La paille jetable non recyclable est pourtant devenue ces dernières années l'un des premiers symboles de la pollution plastique dans le monde, notamment de celle des océans. Car, à l'inverse de ce qu'avance le président américain, les plastiques à usage unique, dont les pailles, affectent négativement les requins, ainsi que d'autres animaux marins, comme l'ont détaillé auprès de l'AFP plusieurs scientifiques, et comme le montrent de nombreuses données.

Usage unique mais conséquences à long terme

Contrairement à d'autres déchets, le plastique ne se décompose pas complètement (lien archivé ici). Lorsqu'il ne sont pas éliminés correctement, les déchets plastiques peuvent être donc être emportés par la pluie ou le vent vers des océans.

Les plus gros morceaux de plastique, dont peuvent faire partie les pailles, mais aussi les bouteilles, les sacs ou les emballages, peuvent ainsi se retrouver directement sur les plages et dans des océans sous leur forme originale : ce sont des "macroplastiques" (lien archivé ici).

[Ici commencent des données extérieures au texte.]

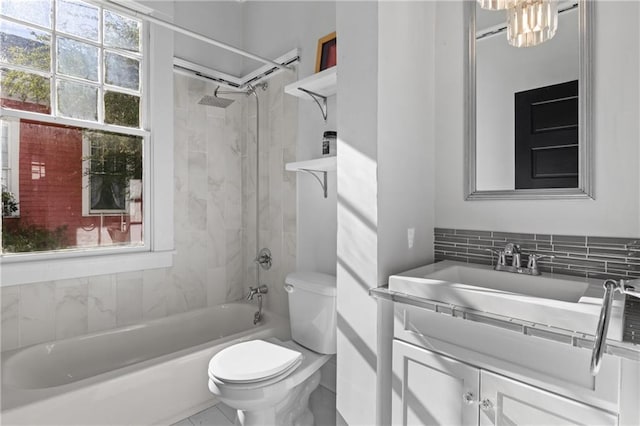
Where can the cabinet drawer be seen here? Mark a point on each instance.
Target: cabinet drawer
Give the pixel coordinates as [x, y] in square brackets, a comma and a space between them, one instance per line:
[551, 365]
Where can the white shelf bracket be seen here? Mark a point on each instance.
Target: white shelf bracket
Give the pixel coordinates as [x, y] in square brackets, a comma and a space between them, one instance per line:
[322, 182]
[317, 98]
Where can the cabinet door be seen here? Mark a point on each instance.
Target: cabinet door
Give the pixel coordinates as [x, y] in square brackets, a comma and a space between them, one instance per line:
[506, 402]
[430, 389]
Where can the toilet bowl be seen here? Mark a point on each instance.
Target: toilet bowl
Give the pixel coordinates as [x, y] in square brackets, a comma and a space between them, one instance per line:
[271, 399]
[269, 381]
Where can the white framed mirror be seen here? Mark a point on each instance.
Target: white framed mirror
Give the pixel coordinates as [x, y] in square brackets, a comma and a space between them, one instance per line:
[528, 115]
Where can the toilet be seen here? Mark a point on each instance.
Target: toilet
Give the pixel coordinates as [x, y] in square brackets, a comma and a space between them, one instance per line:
[269, 381]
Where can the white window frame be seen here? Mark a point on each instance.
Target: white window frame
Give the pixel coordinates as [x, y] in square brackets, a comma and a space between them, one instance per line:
[157, 82]
[13, 152]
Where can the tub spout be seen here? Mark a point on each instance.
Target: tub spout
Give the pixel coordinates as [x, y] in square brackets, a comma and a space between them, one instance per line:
[257, 290]
[257, 317]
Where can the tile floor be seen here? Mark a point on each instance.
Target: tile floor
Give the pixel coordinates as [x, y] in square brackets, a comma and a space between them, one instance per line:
[322, 402]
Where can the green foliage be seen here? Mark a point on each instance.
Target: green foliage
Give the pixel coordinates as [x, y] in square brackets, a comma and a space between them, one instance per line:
[115, 159]
[9, 204]
[26, 86]
[121, 109]
[33, 238]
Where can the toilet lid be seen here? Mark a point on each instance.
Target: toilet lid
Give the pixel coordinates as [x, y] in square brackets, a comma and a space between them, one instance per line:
[252, 361]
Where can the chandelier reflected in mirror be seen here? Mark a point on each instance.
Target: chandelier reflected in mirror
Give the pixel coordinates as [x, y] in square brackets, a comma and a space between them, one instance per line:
[529, 22]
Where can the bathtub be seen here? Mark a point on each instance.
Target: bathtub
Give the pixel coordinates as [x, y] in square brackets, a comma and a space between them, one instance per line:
[151, 373]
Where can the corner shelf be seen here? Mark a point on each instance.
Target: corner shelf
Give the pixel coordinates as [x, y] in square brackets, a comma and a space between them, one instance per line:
[318, 87]
[314, 168]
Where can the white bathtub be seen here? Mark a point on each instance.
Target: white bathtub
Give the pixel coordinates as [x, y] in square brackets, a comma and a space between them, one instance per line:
[152, 373]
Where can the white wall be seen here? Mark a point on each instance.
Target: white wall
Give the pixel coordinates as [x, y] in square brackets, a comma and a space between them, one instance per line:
[271, 29]
[385, 183]
[220, 20]
[501, 71]
[357, 270]
[616, 208]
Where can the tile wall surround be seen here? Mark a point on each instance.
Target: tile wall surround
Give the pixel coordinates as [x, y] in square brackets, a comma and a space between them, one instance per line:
[214, 190]
[578, 255]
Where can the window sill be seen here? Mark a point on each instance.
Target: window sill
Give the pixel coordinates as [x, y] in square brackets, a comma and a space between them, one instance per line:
[22, 271]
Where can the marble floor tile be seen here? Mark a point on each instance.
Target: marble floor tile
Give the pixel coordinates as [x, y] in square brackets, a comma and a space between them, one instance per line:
[210, 417]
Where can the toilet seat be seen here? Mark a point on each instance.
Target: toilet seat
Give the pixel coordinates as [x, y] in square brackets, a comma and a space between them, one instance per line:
[253, 361]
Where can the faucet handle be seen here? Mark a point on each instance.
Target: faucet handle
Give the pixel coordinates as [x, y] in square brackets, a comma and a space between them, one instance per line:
[511, 249]
[502, 260]
[533, 260]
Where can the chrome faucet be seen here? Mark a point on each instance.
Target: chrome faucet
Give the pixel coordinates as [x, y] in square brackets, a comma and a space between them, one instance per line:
[257, 291]
[260, 290]
[513, 250]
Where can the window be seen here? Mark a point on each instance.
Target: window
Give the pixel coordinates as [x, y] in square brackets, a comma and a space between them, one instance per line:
[73, 126]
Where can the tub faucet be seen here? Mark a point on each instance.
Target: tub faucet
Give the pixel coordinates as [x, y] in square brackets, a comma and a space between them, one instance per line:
[257, 290]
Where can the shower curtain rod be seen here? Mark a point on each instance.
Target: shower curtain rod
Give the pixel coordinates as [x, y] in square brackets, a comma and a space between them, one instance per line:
[176, 28]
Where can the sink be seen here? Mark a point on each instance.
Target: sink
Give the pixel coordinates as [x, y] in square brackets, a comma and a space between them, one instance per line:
[536, 286]
[561, 301]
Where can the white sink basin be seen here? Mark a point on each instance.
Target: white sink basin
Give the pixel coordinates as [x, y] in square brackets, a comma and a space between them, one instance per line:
[566, 302]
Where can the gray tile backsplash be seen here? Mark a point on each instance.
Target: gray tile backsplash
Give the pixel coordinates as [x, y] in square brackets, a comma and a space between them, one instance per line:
[587, 256]
[584, 256]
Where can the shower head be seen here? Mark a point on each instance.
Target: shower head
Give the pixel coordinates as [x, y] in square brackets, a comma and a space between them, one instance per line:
[215, 101]
[219, 102]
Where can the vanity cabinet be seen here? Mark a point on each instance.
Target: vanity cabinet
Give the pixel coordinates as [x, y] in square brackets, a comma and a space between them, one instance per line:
[450, 371]
[434, 389]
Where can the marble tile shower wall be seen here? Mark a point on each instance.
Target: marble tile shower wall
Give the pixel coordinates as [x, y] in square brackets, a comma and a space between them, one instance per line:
[277, 188]
[214, 187]
[585, 256]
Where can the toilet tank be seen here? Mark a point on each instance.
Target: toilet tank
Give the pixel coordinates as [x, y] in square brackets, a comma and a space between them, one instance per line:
[312, 310]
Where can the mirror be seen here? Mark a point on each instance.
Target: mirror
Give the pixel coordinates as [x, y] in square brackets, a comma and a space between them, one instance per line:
[528, 109]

En poursuivant leur chemin, ces plastiques finissent aussi souvent dans les écosystèmes marins, où ils se décomposent lentement en minuscules morceaux de quelques millimètres, appelés "microplastiques" (lien archivé ici).

Des recherches publiées en 2023 avaient estimé que plus de 170.000 milliards de ces particules de plastique flotteraient dans les océans du monde entier (lien archivé ici).

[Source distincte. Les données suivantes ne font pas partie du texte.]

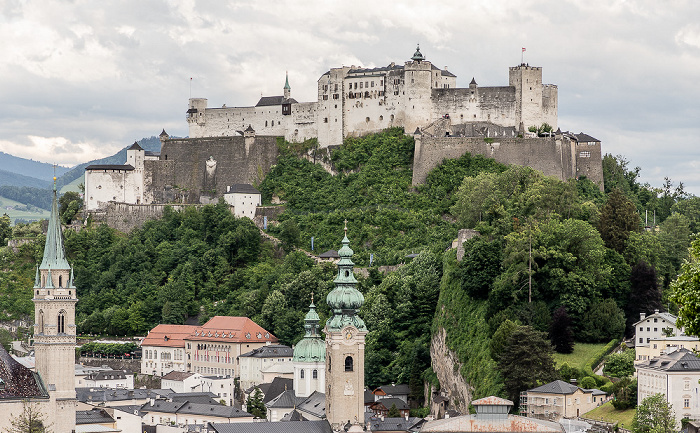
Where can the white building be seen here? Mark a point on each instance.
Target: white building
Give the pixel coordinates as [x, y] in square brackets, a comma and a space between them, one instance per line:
[164, 349]
[252, 363]
[112, 379]
[656, 325]
[676, 376]
[244, 198]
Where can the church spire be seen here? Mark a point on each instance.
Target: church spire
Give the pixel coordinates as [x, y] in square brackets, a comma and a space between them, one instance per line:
[54, 254]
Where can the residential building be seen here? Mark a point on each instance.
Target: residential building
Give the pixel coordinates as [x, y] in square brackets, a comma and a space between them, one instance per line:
[676, 376]
[492, 415]
[186, 413]
[556, 400]
[182, 381]
[244, 198]
[164, 349]
[665, 345]
[310, 358]
[215, 347]
[657, 325]
[252, 363]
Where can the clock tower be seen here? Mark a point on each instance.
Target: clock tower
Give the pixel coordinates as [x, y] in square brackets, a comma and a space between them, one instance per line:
[345, 346]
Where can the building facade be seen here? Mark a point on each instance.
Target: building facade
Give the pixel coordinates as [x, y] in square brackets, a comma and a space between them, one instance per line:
[54, 325]
[676, 376]
[345, 346]
[353, 101]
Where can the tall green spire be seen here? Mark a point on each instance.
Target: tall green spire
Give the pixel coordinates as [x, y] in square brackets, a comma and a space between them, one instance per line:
[54, 254]
[345, 299]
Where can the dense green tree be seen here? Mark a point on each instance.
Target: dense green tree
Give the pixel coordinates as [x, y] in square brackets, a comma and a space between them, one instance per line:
[604, 322]
[620, 364]
[560, 331]
[526, 361]
[618, 217]
[654, 415]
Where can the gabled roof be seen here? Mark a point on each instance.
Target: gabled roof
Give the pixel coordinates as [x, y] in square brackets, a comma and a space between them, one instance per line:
[242, 188]
[387, 403]
[266, 101]
[135, 146]
[20, 382]
[125, 167]
[272, 427]
[556, 387]
[315, 405]
[285, 400]
[680, 360]
[168, 335]
[177, 375]
[233, 330]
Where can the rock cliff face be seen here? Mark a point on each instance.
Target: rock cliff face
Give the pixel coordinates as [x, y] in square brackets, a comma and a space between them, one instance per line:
[447, 368]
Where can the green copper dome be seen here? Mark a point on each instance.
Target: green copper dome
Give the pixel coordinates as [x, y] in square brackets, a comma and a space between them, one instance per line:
[345, 299]
[311, 348]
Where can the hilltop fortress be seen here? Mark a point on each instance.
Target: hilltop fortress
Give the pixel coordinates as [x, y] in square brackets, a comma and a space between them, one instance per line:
[238, 145]
[355, 101]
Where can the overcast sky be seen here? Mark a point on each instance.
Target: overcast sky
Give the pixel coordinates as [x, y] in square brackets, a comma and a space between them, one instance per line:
[81, 79]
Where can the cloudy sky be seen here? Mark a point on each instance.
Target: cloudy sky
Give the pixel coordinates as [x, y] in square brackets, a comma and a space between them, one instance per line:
[81, 79]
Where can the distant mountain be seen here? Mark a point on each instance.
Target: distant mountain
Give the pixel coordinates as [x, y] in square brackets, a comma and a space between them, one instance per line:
[151, 143]
[29, 168]
[13, 178]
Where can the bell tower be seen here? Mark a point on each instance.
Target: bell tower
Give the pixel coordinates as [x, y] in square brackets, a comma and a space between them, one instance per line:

Et la présence de microplastiques (provenant donc de nombreux produits, dont font partie les pailles), ingérés par différentes espèces de requins, a été documentée dans de multiples études à travers le monde (comme ici, ici, ici ou ici - liens archivés ici, ici, ici et ici).

"La consommation de plastique par les animaux marins, y compris les requins, les tortues de mer et les mammifères marins est bien documentée", a résumé Greg Merrill, qui étudie l'impact de la pollution plastique dans le département de recherches sur l'environnement de l'université américaine Duke, en Caroline du Nord (lien archivé ici).

"Les affirmations de Donald Trump sur le plastique ne sont pas appuyées par des preuves scientifiques empiriques ; il est urgent de réduire notre empreinte plastique à l'échelle mondiale pour protéger à la fois la faune et la santé humaine", a-t-il ajouté auprès de l'AFP le 12 février.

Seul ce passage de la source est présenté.